Evaluating and modeling the spatiotemporal pattern of regional-scale salinized land expansion in highly sensitive shoreline landscape of southeastern Iran

  • Mohammad Shafiezadeh
  • Hossein MoradiEmail author
  • Sima Fakheran


Taking an area of about 2.3×104 km2 of southeastern Iran, this study aims to detect and predict regional-scale salt-affected lands. Three sets of Landsat images, each set containing 4 images for 1986, 2000, and 2015 were acquired as the main source of data. Radiometric, atmospheric and cutline blending methods were used to improve the quality of images and help better classify salinized land areas under the support vector machine method. A set of landscape metrics was also employed to detect the spatial pattern of salinized land expansion from 1986 to 2015. Four factors including distance to sea, distance to sea water channels, slope, and elevation were identified as the main contributing factors to land salinization.
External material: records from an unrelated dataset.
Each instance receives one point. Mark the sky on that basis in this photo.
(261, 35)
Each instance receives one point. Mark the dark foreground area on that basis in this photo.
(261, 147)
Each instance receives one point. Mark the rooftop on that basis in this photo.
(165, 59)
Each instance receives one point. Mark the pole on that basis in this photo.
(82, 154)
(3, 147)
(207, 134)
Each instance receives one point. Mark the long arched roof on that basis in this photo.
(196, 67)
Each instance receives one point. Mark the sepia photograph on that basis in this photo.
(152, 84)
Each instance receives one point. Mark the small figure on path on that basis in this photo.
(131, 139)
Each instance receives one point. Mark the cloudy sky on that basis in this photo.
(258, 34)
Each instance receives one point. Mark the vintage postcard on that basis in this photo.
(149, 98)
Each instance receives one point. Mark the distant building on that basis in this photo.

These factors were then integrated using the multi-criteria evaluation (MCE) procedure to generate land sensitivity map to salinization and also to calibrate the cellular-automata (CA) Markov chain (CA-Markov) model for simulation of salt-affected lands up to 2030, 2040 and 2050. The results of this study showed a dramatic dispersive expansion of salinized land from 7.7 % to 12.7% of the total study area from 1986 to 2015. The majority of areas prone to salinization and the highest sensitivity of land to salinization was found to be in the southeastern parts of the region. The result of the MCE-informed CA-Markov model revealed that 20.3% of the study area is likely to be converted to salinized lands by 2050. The findings of this research provided a view of the magnitude and direction of salinized land expansion in a past-to-future time period which should be considered in future land development strategies.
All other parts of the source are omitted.